Dutch actor and presenter (born 1978)

Patrick Martens (born 4 April 1978) is a Dutch actor and television presenter. He is known for his role of Mike Bosboom in the youth soap opera Zoop. He also played the role of Morris Fischer in the soap opera Goede tijden, slechte tijden.

== Career ==

Martens played the role of Mike Bosboom in the youth soap opera Zoop. The first season of the show aired in 2004. He also played this role in the films Zoop in Africa (2005), Zoop in India (2006) and Zoop in South America (2007). Martens began working for Nickelodeon in 2006 and he presented multiple children's shows, including Under The Ground, Supernick and Nick Battle. He worked for Nickelodeon for seven years.

In 2008, Martens participated in the 8th season of the popular television show Wie is de Mol?. In 2020, he appeared in a special anniversary edition of a show, called Wie is de Mol? Renaissance, which featured only contestants of previous seasons.

Martens appeared in two episodes of the game show De Jongens tegen de Meisjes (2012 and 2015). He played a role in the 2013 film App directed by Bobby Boermans. In 2014, he appeared in the film Gooische Vrouwen 2 directed by Will Koopman. Martens and Tanja Jess presented the talk show RTL Breakfast Club in 2015.

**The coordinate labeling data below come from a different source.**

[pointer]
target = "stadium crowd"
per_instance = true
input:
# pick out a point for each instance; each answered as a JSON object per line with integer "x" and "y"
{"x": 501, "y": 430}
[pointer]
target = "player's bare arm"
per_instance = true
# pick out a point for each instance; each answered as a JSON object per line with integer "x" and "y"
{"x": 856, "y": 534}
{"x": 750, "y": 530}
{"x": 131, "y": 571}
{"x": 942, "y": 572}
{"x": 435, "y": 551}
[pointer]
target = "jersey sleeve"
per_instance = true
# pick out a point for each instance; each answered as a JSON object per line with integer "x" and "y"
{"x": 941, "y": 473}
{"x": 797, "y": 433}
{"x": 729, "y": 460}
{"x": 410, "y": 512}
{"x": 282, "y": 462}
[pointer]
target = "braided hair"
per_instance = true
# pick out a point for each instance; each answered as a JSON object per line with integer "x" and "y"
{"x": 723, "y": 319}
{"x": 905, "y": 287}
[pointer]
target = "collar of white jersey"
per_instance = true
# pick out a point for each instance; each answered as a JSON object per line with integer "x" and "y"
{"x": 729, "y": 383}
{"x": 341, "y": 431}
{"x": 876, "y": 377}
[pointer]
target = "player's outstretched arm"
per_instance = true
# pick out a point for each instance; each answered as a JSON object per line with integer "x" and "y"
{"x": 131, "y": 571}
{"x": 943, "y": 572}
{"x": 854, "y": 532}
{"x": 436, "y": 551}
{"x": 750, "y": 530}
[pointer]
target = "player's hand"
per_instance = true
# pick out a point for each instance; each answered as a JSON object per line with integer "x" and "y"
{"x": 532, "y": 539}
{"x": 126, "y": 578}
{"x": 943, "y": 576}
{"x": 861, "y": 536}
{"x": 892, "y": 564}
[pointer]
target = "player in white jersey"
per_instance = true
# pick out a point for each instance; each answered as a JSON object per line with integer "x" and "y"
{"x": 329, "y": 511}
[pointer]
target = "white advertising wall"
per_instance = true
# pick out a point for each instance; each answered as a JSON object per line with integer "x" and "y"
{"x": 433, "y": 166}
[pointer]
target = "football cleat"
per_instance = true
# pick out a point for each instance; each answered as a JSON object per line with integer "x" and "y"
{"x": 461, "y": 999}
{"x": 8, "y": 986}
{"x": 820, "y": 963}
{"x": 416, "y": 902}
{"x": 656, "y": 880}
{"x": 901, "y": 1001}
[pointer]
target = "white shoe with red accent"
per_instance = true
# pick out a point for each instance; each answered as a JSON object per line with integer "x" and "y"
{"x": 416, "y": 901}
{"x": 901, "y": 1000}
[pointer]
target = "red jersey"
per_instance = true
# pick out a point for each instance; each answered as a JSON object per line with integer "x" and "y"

In 2019, Martens became a co-host of the show 5 Uur Live. He presented the show together with Daphne Bunskoek, Jamie Trenité and Caroline Tensen. The show ended in 2020. He was also a co-presenter of the show Koffietijd. The last episode of Koffietijd aired in May 2023.

In 2021, he appeared in the photography game show Het Perfecte Plaatje in which contestants compete to create the best photo in various challenges. He finished in first place. He was also a contestant in a 2021 episode of the game show Oh, wat een jaar!.

Martens and Georgina Verbaan presented the television show Date Smakelijk in 2023. He was a contestant in a 2024 episode of the quiz show Waku Waku.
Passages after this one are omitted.